You can request a copy from your lender or loan servicer at any time — they are required to maintain records of the original. For federal student loans, your MPN is stored permanently at StudentAid.gov and accessible through your account.

Can a promissory note be cancelled?

A promissory note is satisfied (cancelled) when the loan is paid in full. The lender should provide written confirmation of payoff. For mortgages, this is typically a “satisfaction of mortgage” document filed with the county recorder’s office. Federal student loan forgiveness programs also legally discharge (cancel) the promissory note obligation.
If you’re comparing personal loan options, review personal loan lenders on SuperMoney to see current rates, fees, and terms side by side.
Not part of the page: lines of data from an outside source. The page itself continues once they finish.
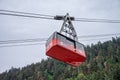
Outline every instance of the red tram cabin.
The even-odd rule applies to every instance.
[[[84,45],[59,32],[47,40],[46,55],[75,67],[86,60]]]

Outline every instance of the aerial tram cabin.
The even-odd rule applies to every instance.
[[[57,19],[60,18],[57,16]],[[86,60],[84,45],[78,42],[71,23],[73,17],[67,14],[63,19],[61,31],[54,32],[46,42],[46,55],[77,67]]]

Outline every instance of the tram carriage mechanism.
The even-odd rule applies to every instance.
[[[70,64],[79,66],[85,62],[84,45],[78,42],[76,31],[72,25],[74,17],[55,16],[56,20],[64,20],[60,32],[54,32],[46,42],[46,55]]]

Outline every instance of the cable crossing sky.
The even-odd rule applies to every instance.
[[[9,16],[18,16],[18,17],[28,17],[28,18],[40,18],[40,19],[51,19],[51,20],[62,20],[56,19],[56,16],[52,15],[44,15],[44,14],[36,14],[36,13],[28,13],[28,12],[19,12],[19,11],[11,11],[11,10],[0,10],[0,15],[9,15]],[[74,17],[73,17],[74,18]],[[120,23],[120,20],[110,20],[110,19],[90,19],[90,18],[75,18],[73,21],[80,22],[100,22],[100,23]]]

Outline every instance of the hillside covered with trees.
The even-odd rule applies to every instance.
[[[86,46],[86,62],[72,67],[48,58],[23,68],[11,68],[0,80],[120,80],[120,37]]]

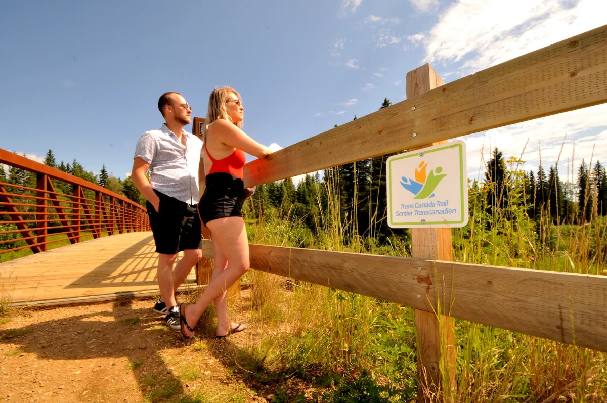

SuperMoney’s personal loans interest rate study shows how promissory note terms — particularly prepayment clauses and variable rate caps — vary widely across lenders.

Key takeaways

  • A promissory note is the borrower’s written, signed promise to repay a loan under specified terms — it is the core legal obligation of any lending transaction.
  • Unlike a loan agreement (signed by both parties), a promissory note is signed only by the borrower.
  • Secured notes are backed by collateral; unsecured notes are not — the difference affects both risk and interest rate.
  • Promissory notes can be sold by lenders to third parties, which may change your loan servicer but not your loan terms.
  • Federal student loans use a Master Promissory Note that covers multiple loan years with a single signature.

Related Terms

  • Collateral — An asset pledged to secure a loan; its seizure is the lender’s primary remedy when a secured promissory note goes into default.
  • Installment Loan — A loan repaid through fixed periodic payments; the promissory note is the legal foundation for every installment lending arrangement.
  • Prepayment Penalty — A fee some lenders charge when a borrower pays off a loan early; promissory notes must disclose whether this clause applies.
  • Co-Signer — A person who signs alongside the primary borrower, taking on equal legal liability under the same promissory note terms.